Using Regular Expressions to Abstract Blood Pressure and Treatment Intensification Information from the Text of Physician Notes
- Alexander Turchin,
- Nikheel S Kolatkar,
- Richard W Grant,
- Eric C Makhni,
- Merri L Pendergrass,
- Jonathan S Einbinder
- Affiliations of the authors: Division of Endocrinology, Brigham and Women's Hospital, Boston, MA (AT, NSK, MLP); Division of General Medicine, Massachusetts General Hospital, Boston, MA (RWG); Harvard Medical School, Boston, MA (AT, NSK, RWG, ECM, MLP, JSE); Clinical Informatics Research and Development, Partners HealthCare System, Boston, MA (AT, JSE); Division of General Medicine, Brigham and Women's Hospital, Boston, MA (JSE)
- Correspondence and reprints: Alexander Turchin, MD, MS, Clinical Informatics Research and Development, Partners HealthCare System, 93 Worcester Street, Suite 201, Wellesley, MA 02481; e-mail: <aturchin{at}partners.org>
- Received 7 February 2006
- Accepted 8 August 2006
Abstract
This case study examined the utility of regular expressions to identify clinical data relevant to the epidemiology of treatment of hypertension.
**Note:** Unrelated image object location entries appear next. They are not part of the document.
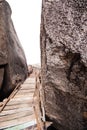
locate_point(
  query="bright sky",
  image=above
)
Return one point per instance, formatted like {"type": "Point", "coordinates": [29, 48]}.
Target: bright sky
{"type": "Point", "coordinates": [26, 15]}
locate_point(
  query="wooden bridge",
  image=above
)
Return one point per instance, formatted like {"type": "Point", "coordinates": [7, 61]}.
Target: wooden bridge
{"type": "Point", "coordinates": [23, 108]}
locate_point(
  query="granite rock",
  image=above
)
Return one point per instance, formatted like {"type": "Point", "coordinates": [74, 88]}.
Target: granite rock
{"type": "Point", "coordinates": [13, 66]}
{"type": "Point", "coordinates": [64, 62]}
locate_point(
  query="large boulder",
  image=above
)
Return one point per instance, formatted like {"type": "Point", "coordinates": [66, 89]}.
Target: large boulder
{"type": "Point", "coordinates": [13, 67]}
{"type": "Point", "coordinates": [64, 62]}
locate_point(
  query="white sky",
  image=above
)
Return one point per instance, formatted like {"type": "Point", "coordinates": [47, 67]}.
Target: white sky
{"type": "Point", "coordinates": [26, 15]}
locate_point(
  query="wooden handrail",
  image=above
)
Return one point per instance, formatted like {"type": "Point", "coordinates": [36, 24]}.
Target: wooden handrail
{"type": "Point", "coordinates": [40, 116]}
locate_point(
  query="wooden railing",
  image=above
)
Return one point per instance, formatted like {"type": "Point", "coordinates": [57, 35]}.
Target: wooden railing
{"type": "Point", "coordinates": [38, 104]}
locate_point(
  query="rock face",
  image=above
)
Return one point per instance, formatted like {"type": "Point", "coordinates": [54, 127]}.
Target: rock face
{"type": "Point", "coordinates": [64, 62]}
{"type": "Point", "coordinates": [13, 67]}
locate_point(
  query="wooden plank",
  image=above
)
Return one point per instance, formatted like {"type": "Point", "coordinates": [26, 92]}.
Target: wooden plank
{"type": "Point", "coordinates": [28, 85]}
{"type": "Point", "coordinates": [15, 102]}
{"type": "Point", "coordinates": [15, 116]}
{"type": "Point", "coordinates": [15, 111]}
{"type": "Point", "coordinates": [29, 125]}
{"type": "Point", "coordinates": [12, 107]}
{"type": "Point", "coordinates": [16, 122]}
{"type": "Point", "coordinates": [25, 91]}
{"type": "Point", "coordinates": [26, 88]}
{"type": "Point", "coordinates": [23, 95]}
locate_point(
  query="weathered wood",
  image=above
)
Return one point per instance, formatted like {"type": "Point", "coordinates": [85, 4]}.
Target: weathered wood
{"type": "Point", "coordinates": [17, 121]}
{"type": "Point", "coordinates": [19, 105]}
{"type": "Point", "coordinates": [15, 116]}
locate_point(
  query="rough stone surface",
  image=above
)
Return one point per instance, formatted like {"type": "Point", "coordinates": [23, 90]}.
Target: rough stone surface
{"type": "Point", "coordinates": [13, 67]}
{"type": "Point", "coordinates": [64, 62]}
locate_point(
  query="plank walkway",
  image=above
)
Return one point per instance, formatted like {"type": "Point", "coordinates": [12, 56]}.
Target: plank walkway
{"type": "Point", "coordinates": [19, 111]}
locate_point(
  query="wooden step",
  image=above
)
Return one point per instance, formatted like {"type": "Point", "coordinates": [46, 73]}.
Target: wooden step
{"type": "Point", "coordinates": [17, 121]}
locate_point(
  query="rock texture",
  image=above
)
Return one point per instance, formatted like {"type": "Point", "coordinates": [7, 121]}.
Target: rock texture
{"type": "Point", "coordinates": [13, 67]}
{"type": "Point", "coordinates": [64, 62]}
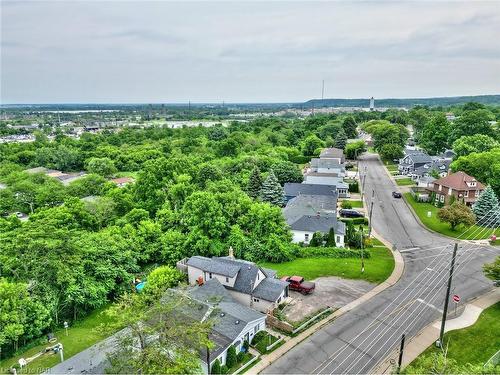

We designed a software tool that employed regular expressions to identify and extract instances of documented blood pressure values and anti-hypertensive treatment intensification from the text of physician notes. We determined sensitivity, specificity and precision of identification of blood pressure values and anti-hypertensive treatment intensification using a gold standard of manual abstraction of 600 notes by two independent reviewers. The software processed 370 Mb of text per hour, and identified elevated blood pressure documented in free text physician notes with sensitivity and specificity of 98%, and precision of 93.2%. Anti-hypertensive treatment intensification was identified with sensitivity 83.8%, specificity of 95.0%, and precision of 85.9%. Regular expressions can be an effective method for focused information extraction tasks related to high-priority disease areas such as hypertension.
Footnotes
-
This research was supported in part by the Partners HealthCare IS Research Council (AT, JSE), Diabetes Trust Foundation (AT), NHLBI training grant T32HL007609 (NSK), and NIDDK Career Development Award K23 DK067452 (RWG).